Neu ist vor allem das grüne Tor zur neuen Mitte. Bislang war das Areal, auf dem der abgerissene alte Aldi stand, als zugepflasterte Parkfläche mit 63 Plätzen geplant. In der Weiterentwicklung des städtebaulichen Entwurfs sind noch 35 Autostellplätze entlang der Zufahrt von der Hauptstraße vorgesehen – der größere Teil der Fläche „wird grün gestaltet mit Büschen, Bäumen und Rasen“, schildert Bauamtsleiter Wolfgang Röttjer. Das bedeute weniger Flächenversiegelung und mehr Aufenthaltsqualität. Die große Grünfläche soll, ebenso wie der Lidl-Parkplatz, auch für Veranstaltungen und Märkte nutzbar sein.

Die Schaffung von Aufenthaltsqualität zur Belebung der Ortsmitte und Stärkung des Einzelhandels im Zentrum gehört zu den erklärten Zielen der vor zehn Jahren gestarteten Ortskern-Umgestaltung im Rahmen des Förderprogramms „Stadtumbau West“. Finales Herzstück ist nun die neue Mitte mit dem 1300-Quadratmeter-Lidl, der vom Wehlacker umsiedelt, mit künstlichem See und mit Wohnraumschaffung im Zentrum. 63 Eigentums- und Mietwohnungen in allen Größen für verschiedene Bedarfe, zehn davon mit Sozialbindung, sind in sechs Mehr-Parteien-Häusern geplant. An deren Anordnung, Anfahrtswegen und Bauhöhe von 13,5 Metern hat sich in der überarbeiteten Planung nichts geändert. Nur mehr Autostellplätze für die Bewohner wurden eingezeichnet, damit die Jahnstraße nicht wie befürchtet wild zugeparkt wird.

Schützen will die Gemeinde im städtebaulichen Vertrag 23 der vorhandenen Bäume, so Vize-Verwaltungschef Axel Junge. Acht Bäume sollen der Bebauung weichen, aber „für jeden gefällten Baum muss der Investor drei neue pflanzen“. Außerdem sehe der aktuelle Planentwurf die Begrünung der Dächer von Wohn- und Geschäftsgebäuden vor. Und in die Fassadengestaltung der bislang kaltweiß gezeichneten Gebäude „wollen wir noch Klinker reinbringen“, berichtet Junge von laufenden Gesprächen mit der Bremer Art-Bau Novus GmbH, die Planer und Investor ist.

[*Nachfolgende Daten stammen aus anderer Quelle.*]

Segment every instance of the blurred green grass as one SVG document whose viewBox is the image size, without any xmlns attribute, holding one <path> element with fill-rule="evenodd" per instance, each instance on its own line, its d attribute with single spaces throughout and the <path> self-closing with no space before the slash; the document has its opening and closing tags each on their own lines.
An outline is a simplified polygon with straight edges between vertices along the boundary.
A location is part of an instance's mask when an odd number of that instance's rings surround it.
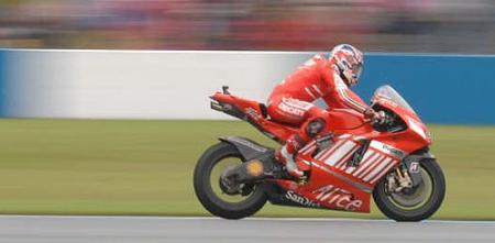
<svg viewBox="0 0 495 243">
<path fill-rule="evenodd" d="M 495 219 L 495 126 L 431 125 L 447 176 L 437 219 Z M 0 213 L 207 216 L 197 158 L 239 121 L 0 120 Z M 257 216 L 383 218 L 266 205 Z"/>
</svg>

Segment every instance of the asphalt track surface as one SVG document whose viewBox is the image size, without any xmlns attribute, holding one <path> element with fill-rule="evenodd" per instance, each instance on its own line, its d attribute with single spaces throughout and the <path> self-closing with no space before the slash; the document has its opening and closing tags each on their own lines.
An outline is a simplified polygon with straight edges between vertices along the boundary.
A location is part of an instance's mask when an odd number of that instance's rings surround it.
<svg viewBox="0 0 495 243">
<path fill-rule="evenodd" d="M 0 217 L 0 242 L 495 242 L 495 221 Z"/>
</svg>

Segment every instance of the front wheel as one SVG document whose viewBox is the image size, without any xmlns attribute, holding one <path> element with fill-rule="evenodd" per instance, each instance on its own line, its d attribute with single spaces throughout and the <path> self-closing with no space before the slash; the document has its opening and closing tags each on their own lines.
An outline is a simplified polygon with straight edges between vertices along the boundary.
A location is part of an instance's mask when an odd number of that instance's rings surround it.
<svg viewBox="0 0 495 243">
<path fill-rule="evenodd" d="M 226 169 L 243 163 L 242 155 L 233 145 L 220 142 L 208 148 L 195 168 L 195 192 L 201 205 L 213 216 L 241 219 L 256 213 L 267 197 L 261 185 L 239 185 L 244 190 L 231 192 L 221 184 Z"/>
<path fill-rule="evenodd" d="M 446 179 L 435 159 L 419 163 L 422 181 L 407 192 L 391 192 L 387 177 L 373 190 L 373 199 L 380 210 L 396 221 L 420 221 L 432 216 L 446 196 Z M 394 173 L 394 172 L 392 172 Z"/>
</svg>

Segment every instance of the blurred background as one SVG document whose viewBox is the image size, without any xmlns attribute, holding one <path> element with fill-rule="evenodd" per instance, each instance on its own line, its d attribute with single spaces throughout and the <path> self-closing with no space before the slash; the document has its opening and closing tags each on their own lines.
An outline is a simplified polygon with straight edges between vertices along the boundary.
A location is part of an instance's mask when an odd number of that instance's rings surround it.
<svg viewBox="0 0 495 243">
<path fill-rule="evenodd" d="M 2 0 L 0 46 L 495 53 L 493 0 Z"/>
<path fill-rule="evenodd" d="M 366 52 L 359 95 L 389 84 L 431 129 L 435 218 L 495 219 L 495 56 L 450 55 L 495 53 L 494 0 L 0 0 L 0 213 L 208 214 L 191 178 L 218 136 L 277 146 L 208 96 L 263 102 L 338 43 Z"/>
</svg>

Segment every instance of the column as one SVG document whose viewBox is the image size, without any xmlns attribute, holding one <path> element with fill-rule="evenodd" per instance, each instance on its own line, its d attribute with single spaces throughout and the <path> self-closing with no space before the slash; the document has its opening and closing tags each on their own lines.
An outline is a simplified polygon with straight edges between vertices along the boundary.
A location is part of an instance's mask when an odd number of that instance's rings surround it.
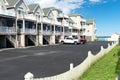
<svg viewBox="0 0 120 80">
<path fill-rule="evenodd" d="M 39 35 L 39 44 L 43 45 L 43 34 Z"/>
</svg>

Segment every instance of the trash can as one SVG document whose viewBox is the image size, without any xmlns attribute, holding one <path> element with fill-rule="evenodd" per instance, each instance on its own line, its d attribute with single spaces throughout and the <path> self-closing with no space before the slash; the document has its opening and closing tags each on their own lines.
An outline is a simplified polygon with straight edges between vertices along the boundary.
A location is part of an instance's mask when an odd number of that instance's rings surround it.
<svg viewBox="0 0 120 80">
<path fill-rule="evenodd" d="M 118 80 L 120 80 L 120 74 L 118 75 Z"/>
<path fill-rule="evenodd" d="M 120 45 L 120 37 L 118 38 L 118 44 Z"/>
</svg>

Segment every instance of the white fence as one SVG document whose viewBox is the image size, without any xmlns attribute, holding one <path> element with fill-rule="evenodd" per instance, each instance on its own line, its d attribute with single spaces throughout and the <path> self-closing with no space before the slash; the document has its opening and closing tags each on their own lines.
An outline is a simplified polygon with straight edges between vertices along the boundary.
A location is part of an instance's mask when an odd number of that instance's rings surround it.
<svg viewBox="0 0 120 80">
<path fill-rule="evenodd" d="M 78 66 L 73 68 L 73 63 L 70 64 L 70 70 L 59 75 L 45 77 L 45 78 L 34 78 L 34 75 L 31 72 L 28 72 L 24 76 L 24 80 L 75 80 L 82 74 L 98 59 L 108 53 L 111 49 L 114 48 L 118 43 L 114 42 L 111 45 L 108 44 L 106 49 L 101 46 L 101 50 L 97 55 L 93 55 L 91 51 L 88 51 L 87 58 Z"/>
</svg>

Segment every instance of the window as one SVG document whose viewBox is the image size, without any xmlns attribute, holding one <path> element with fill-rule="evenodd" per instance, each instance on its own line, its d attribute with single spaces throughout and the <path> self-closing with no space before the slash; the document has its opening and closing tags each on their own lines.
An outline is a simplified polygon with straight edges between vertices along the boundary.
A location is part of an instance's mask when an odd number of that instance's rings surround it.
<svg viewBox="0 0 120 80">
<path fill-rule="evenodd" d="M 40 20 L 40 13 L 39 12 L 35 13 L 35 16 L 36 16 L 37 20 Z"/>
</svg>

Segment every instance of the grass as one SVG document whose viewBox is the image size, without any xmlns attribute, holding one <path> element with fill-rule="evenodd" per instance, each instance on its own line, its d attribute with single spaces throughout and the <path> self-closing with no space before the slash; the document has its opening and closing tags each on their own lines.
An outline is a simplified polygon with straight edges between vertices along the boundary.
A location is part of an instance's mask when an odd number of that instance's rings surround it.
<svg viewBox="0 0 120 80">
<path fill-rule="evenodd" d="M 114 47 L 78 80 L 115 80 L 120 74 L 120 46 Z"/>
</svg>

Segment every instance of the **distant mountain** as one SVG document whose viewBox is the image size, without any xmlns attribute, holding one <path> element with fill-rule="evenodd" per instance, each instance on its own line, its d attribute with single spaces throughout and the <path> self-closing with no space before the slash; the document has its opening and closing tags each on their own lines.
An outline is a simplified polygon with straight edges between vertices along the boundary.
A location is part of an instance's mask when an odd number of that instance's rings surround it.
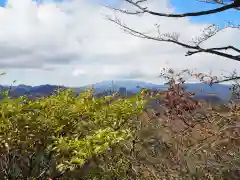
<svg viewBox="0 0 240 180">
<path fill-rule="evenodd" d="M 94 85 L 87 85 L 83 87 L 73 88 L 75 89 L 76 93 L 83 92 L 86 88 L 94 87 L 96 94 L 101 94 L 100 96 L 106 94 L 106 91 L 113 91 L 116 92 L 119 90 L 120 87 L 125 87 L 128 94 L 135 94 L 139 92 L 140 88 L 137 86 L 144 87 L 144 88 L 157 88 L 160 90 L 167 90 L 167 85 L 157 85 L 143 81 L 102 81 L 96 83 Z M 231 98 L 231 93 L 229 88 L 231 86 L 221 85 L 221 84 L 214 84 L 213 86 L 209 86 L 207 84 L 196 83 L 196 84 L 185 84 L 186 91 L 188 92 L 196 92 L 197 99 L 213 99 L 213 101 L 218 102 L 220 101 L 229 101 Z M 9 89 L 10 86 L 2 86 L 0 85 L 0 90 Z M 54 90 L 58 88 L 68 88 L 64 86 L 57 86 L 57 85 L 40 85 L 40 86 L 27 86 L 27 85 L 18 85 L 12 86 L 9 95 L 11 97 L 19 97 L 22 95 L 31 96 L 31 98 L 43 97 L 51 95 Z M 216 96 L 208 96 L 209 94 L 214 94 Z M 215 98 L 215 99 L 214 99 Z"/>
<path fill-rule="evenodd" d="M 113 82 L 113 83 L 112 83 Z M 97 92 L 103 92 L 106 89 L 119 89 L 120 87 L 125 87 L 127 91 L 137 93 L 139 92 L 139 88 L 137 86 L 141 86 L 144 88 L 157 88 L 160 90 L 166 90 L 168 88 L 167 85 L 157 85 L 152 83 L 147 83 L 143 81 L 102 81 L 93 85 Z M 196 92 L 197 98 L 201 96 L 205 96 L 206 94 L 215 94 L 217 97 L 224 101 L 228 101 L 231 98 L 231 93 L 229 85 L 222 84 L 214 84 L 209 86 L 208 84 L 203 83 L 195 83 L 195 84 L 185 84 L 184 85 L 187 92 Z M 88 85 L 85 87 L 92 87 L 92 85 Z"/>
</svg>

Im Frühjahr sollen die planungsrechtlichen Voraussetzungen für die Bebauung erfüllt sein. Zuerst wird dann die Ampelkreuzung für die Zufahrt von der Hauptstraße ausgebaut, und „im Spätsommer 2020“, so Röttjer, „sollen die Bauarbeiten im Gebiet selbst starten“. Bis auf den gewünschten kleinteiligen Einzelhandel, dessen Ansiedlung fernab wirtschaftlicher Realität sei, entspreche die aktuelle Planung durchaus den damaligen Ergebnissen des städtebaulichen Wettbewerbs, ergänzt Bürgermeisterin Sandra Röse.